1. Wonder questions – “Who is this Jesus?”

These help the group slow down and pay attention to the miracle in front of them.

Examples:

  • “In this passage, what phrase about Jesus catches your heart tonight, and why?”

  • “If you had to explain this scene to a child in one sentence, what would you say about who Jesus is?”

You’re not asking for full commentary—just inviting adults to pause and worship.

2. Life questions – “Where does this meet us?”

These bridge the gap between the text and the reality of this particular Christmas.

Examples:

  • “Where do you especially feel the ‘good news of great joy’ this year—and where does joy feel distant?”

  • “Mary and Joseph walk in obedience even when the road is inconvenient and uncomfortable. Where have you seen God asking you to trust Him in the middle of chaos or change?”

Here you’re gently opening space for celebration and sorrow. People who are hurting don’t have to pretend. Those who are full of joy don’t have to hold back.

3. Response questions – “What do we carry into this week?”

These keep the time from staying abstract. They help adults leave with something concrete.

Examples:

  • “Because of what we’ve read tonight, what is one small way you want to approach this week differently?”

  • “Who is one person God might be nudging you to encourage, invite, or serve in these next few days?”

Application doesn’t have to be grand. For some, it will be a conversation or a phone call. For others, a simple act of generosity or a decision to forgive.


A short checklist for shaping your questions


As you finish planning your gathering, run your small group Bible discussion questions through this quick checklist:

  • Rooted in Scripture?Do they point back to specific verses, not just general Christmas sentiment?

  • Safe for everyone in the room?Could a guest or newer believer answer at least some of them without feeling out of place?

  • Honest about the season?Do your questions acknowledge that Christmas can be joyful, heavy, or both?

  • Focused on Jesus?Are you helping people see Him—not just traditions, nostalgia, and events?

  • Leading toward grace-filled response?Is there at least one question that sends people into the week with hope and intention?

If a question checks most of those boxes, it will likely serve your group well.


But what if you don’t have time to write questions right now?


The Saturday before Christmas is rarely a slow day for leaders. You’re juggling:

  • Last-minute changes to services or programs

  • People who need extra care in a hard season

  • Your own family rhythms and expectations

You may want to sit with an open Bible and craft the perfect set of small group Bible discussion questions, but reality doesn’t always allow it.

That’s one reason I created Steve’s Bible Questions discussion worksheets.

They’re designed so that:

  • Scripture stays at the center of the conversation

  • Questions move naturally from wonder, to real life, to response

  • A tired leader can walk into a living room or classroom with a printable guide that still leaves room for the Holy Spirit and for personal stories

You still know your people. You still decide what to linger on or skip. But you’re not staring at a blank page when you’re already running on fumes.

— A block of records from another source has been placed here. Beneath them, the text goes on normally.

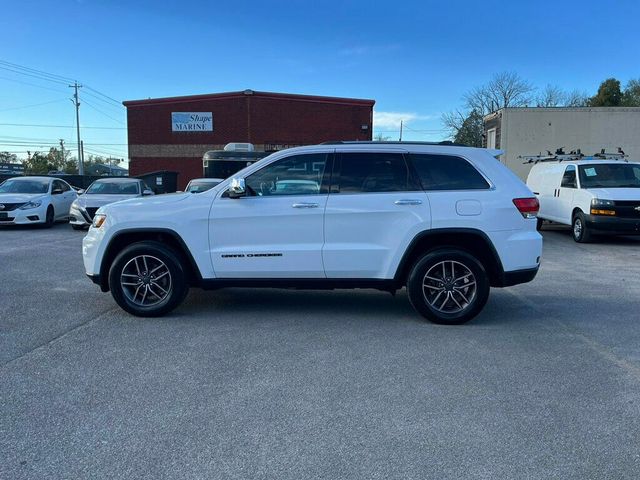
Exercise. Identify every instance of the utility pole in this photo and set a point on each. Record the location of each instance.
(82, 153)
(76, 102)
(61, 153)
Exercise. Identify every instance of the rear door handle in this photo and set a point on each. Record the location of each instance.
(305, 205)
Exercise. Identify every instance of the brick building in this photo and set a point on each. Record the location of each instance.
(174, 133)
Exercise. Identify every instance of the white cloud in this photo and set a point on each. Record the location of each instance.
(393, 119)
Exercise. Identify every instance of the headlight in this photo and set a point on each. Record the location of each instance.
(98, 220)
(30, 205)
(598, 202)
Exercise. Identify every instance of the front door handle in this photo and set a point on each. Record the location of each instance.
(305, 205)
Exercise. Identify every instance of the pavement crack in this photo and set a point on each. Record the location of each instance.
(60, 337)
(602, 350)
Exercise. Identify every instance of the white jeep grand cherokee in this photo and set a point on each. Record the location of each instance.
(447, 222)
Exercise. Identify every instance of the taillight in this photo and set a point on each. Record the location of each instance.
(528, 207)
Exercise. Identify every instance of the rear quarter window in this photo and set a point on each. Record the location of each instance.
(447, 172)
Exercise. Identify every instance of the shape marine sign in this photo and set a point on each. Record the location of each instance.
(192, 121)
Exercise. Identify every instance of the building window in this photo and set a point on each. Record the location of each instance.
(491, 138)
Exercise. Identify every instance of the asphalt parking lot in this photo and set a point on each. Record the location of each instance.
(545, 383)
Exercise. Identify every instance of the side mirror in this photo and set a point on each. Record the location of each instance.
(237, 188)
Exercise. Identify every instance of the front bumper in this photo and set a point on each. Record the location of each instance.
(613, 225)
(24, 217)
(79, 217)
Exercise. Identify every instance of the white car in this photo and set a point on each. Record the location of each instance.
(102, 192)
(595, 197)
(35, 200)
(199, 185)
(446, 222)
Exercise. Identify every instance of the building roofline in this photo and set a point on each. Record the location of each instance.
(564, 109)
(245, 93)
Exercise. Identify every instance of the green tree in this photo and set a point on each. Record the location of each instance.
(37, 164)
(8, 157)
(631, 94)
(609, 94)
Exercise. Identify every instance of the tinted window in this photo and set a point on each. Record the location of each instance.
(107, 187)
(569, 178)
(446, 172)
(25, 186)
(374, 172)
(296, 175)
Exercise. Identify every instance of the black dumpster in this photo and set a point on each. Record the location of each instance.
(162, 181)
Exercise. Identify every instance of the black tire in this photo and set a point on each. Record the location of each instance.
(148, 255)
(579, 229)
(425, 293)
(50, 217)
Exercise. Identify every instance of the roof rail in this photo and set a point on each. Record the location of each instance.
(574, 155)
(389, 142)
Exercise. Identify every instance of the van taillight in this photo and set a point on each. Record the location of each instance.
(528, 207)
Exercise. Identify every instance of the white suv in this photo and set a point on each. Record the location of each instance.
(447, 222)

A simple plan for this Christmas gathering


Here’s a quick way to pull things together for your next small group meeting:

  1. Pick your passage.Choose a Christmas text that fits your group—Luke 2 is classic; John 1 works well with groups that like to think and discuss.

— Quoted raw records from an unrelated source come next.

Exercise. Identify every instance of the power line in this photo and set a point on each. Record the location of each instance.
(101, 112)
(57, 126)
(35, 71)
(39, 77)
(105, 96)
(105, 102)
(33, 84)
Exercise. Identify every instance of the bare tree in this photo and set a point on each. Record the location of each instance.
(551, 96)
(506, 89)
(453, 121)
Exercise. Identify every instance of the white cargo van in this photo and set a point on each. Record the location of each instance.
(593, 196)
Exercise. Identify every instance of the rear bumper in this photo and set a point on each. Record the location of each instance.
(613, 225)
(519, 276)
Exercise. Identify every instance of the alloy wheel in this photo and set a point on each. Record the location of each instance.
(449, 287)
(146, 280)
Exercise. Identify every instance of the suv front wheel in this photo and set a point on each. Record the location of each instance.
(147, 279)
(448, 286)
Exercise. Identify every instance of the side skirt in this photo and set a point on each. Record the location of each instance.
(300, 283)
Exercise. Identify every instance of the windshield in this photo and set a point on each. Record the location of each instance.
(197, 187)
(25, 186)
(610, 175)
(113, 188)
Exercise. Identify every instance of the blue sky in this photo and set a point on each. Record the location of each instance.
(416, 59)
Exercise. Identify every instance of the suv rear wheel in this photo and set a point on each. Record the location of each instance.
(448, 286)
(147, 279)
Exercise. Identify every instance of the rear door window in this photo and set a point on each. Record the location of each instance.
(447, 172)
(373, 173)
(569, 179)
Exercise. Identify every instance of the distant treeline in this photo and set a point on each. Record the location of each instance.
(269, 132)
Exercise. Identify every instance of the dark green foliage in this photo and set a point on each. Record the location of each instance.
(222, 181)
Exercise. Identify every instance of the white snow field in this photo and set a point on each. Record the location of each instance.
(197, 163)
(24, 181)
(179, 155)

  2. Choose three questions.

    • One wonder question

    • One life question

    • One response question

  3. Leave space for prayer.After the discussion, ask, “How can we pray for each other in light of what we’ve heard tonight?” Then actually pray, even if it’s simple and unpolished.

  4. Consider using a worksheet next time.If this week felt rushed, try starting from a pre-written discussion worksheet next time you meet. Adapt it, shorten it, or add to it—but let it carry some of the load.

As Christmas approaches, your group doesn’t need a flawless lesson. They need a place where Scripture is opened, Jesus is honored, and their real lives are welcomed into the conversation. Thoughtful small group Bible discussion questions can help you offer exactly that.